En muchos lugares del sistema solar había ciudades bajo cúpulas. Las más antiguas y famosas eran las de Marte. Pero en aquel planeta, la gravedad era sólo dos quintos de la normal de la Tierra, y la presión sobre las cúpulas marcianas era sólo la de una atmósfera tenue, rarificada.

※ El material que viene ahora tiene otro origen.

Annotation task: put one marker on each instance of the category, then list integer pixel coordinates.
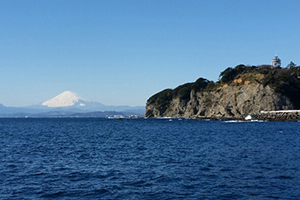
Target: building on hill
(276, 62)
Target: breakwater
(280, 115)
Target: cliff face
(241, 91)
(226, 102)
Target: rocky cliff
(241, 91)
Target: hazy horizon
(122, 52)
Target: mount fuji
(71, 102)
(66, 99)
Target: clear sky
(120, 52)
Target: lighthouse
(276, 62)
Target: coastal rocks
(225, 102)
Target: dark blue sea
(96, 158)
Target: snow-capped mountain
(71, 102)
(66, 99)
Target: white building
(276, 62)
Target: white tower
(276, 62)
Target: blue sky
(120, 52)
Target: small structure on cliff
(276, 62)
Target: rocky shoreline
(264, 116)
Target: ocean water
(148, 159)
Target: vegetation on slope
(285, 81)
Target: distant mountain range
(70, 104)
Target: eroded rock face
(226, 102)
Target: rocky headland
(240, 91)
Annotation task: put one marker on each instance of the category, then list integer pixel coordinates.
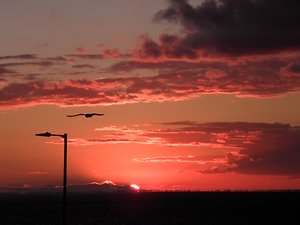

En Venus, la gravedad era cinco sextos de la normal de la Tierra, y las cúpulas venusianas estaban debajo del agua. Aunque todas estaban asentadas en mares superficiales, de modo que sus cúspides casi afloraban fuera del agua en las mareas bajas, todavía era cuestión de soportar millones de toneladas de agua.

Lucky, como la mayoría de terráqueos (y también de los venusianos, en realidad), tendía a no conceder importancia a estos logros de la humanidad. Pero ahora, con Lou Evans de nuevo en prisión y el problema que se relacionaba directamente con él momentáneamente olvidado, la fértil mente de Lucky reflexionaba arduamente, memorizando todos sus conocimientos en este asunto.